Temkinli yaklaştılar (gülüyor.) Özellikle de babamı bunu yapabileceğime ve mutlu olabileceğime inandırmam anneme kıyasla daha uzun sürdü Bu da babamın kariyerimin başlangıcından iki sene sonra ilk defa İzmir’de verdiğim bir konsere gelmesiyle gerçekleşti. Babamın, “Tamam sen bu işi yapabiliyorsun ve yapacaksın, yolun açık olsun” dediği zaman da o zamandır. Babam mühendis olduğu için ve hayata o kafayla yaklaştığı için benim de o kafayla yaklaşırsam rahat edebileceğim görüşündeydi. Ben de buna yüzde yüz olmasa da katılıyorum ve mesleki tercihimi de o yönde yaptım. Ancak bu aile baskısıyla olmadı. Benim ilgi alanlarım ve üniversite sınavındaki başarımın yönlendirdiği bir nokta oldu ama iki hayatı bir arada götürmek de bende ufuk açtı.

Sanırım Tıp Mühendisliği alanında eğitiminiz de devam ediyor.

Son sınıf öğrencisiyim, yakında mezun olacağım.

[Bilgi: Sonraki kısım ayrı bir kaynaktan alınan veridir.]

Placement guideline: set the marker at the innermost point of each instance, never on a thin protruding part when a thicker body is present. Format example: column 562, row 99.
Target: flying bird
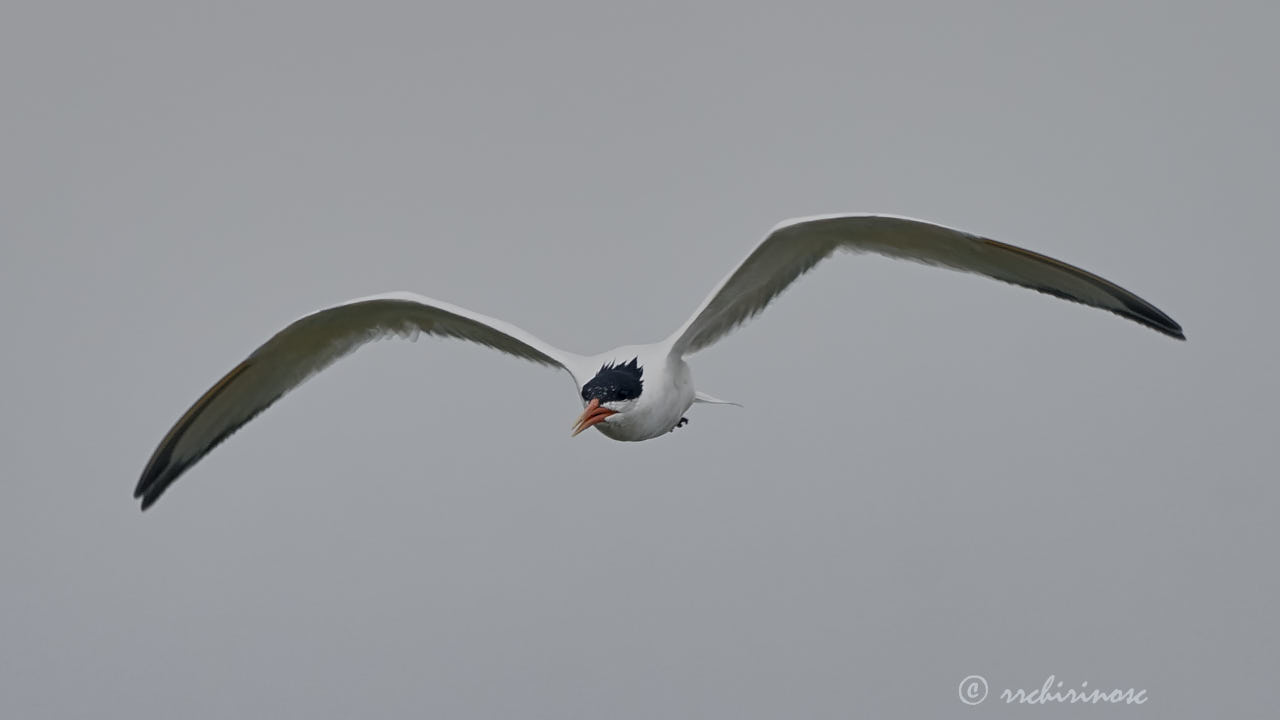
column 632, row 392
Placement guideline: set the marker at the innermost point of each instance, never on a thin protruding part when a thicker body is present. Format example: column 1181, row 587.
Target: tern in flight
column 636, row 391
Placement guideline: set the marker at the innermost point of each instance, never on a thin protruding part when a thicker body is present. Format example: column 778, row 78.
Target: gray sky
column 933, row 475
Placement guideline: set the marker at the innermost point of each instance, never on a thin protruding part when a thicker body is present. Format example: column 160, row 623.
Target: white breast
column 668, row 392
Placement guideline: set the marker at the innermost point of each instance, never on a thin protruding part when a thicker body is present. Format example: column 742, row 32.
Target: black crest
column 616, row 382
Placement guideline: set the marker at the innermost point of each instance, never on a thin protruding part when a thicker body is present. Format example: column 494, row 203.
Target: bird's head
column 616, row 388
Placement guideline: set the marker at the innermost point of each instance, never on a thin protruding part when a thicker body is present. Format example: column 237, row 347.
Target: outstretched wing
column 795, row 246
column 310, row 345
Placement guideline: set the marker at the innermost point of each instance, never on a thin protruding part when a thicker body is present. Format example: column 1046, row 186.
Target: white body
column 790, row 250
column 668, row 392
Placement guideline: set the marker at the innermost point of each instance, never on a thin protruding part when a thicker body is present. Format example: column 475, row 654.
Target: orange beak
column 592, row 415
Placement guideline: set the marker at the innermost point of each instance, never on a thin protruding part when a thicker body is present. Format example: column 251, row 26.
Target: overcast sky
column 933, row 475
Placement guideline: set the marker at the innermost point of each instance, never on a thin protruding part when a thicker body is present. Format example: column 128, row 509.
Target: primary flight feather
column 631, row 392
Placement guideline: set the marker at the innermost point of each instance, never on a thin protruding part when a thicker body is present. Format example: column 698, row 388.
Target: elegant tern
column 632, row 392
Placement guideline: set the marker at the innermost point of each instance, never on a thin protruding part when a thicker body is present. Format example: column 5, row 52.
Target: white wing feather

Lisede fen-matematik öğrencisiydim. Kafam çok karışıktı ama şunu çok iyi biliyordum, matematik ve biyoloji beni çok eğlendiren ve oyalayan alanlardı. Bunların ağırlıklı olduğu bir seçim yaparsam çok mutlu hissedeceğime inanıyordum. Aslında biyoloji ve anatomiye büyük ilgim vardı ve yola “Tıp okumak isteyebilirim” diyerek çıkmıştım. Öyle bir şey oldu ki, hayat bana hem müzik kariyerimi sürdürebilmem hem de geleceği olan bir meslek seçimi yapmam için imkân sağladı. Akademik anlamda da başarılıyım diyebilirim. Tıp mühendisliğine yönelik aklımda çok güzel şeyler var. Kendime ait fikirlerde maddi, manevi her şeyimi ortaya koyarak yapma hevesindeyim.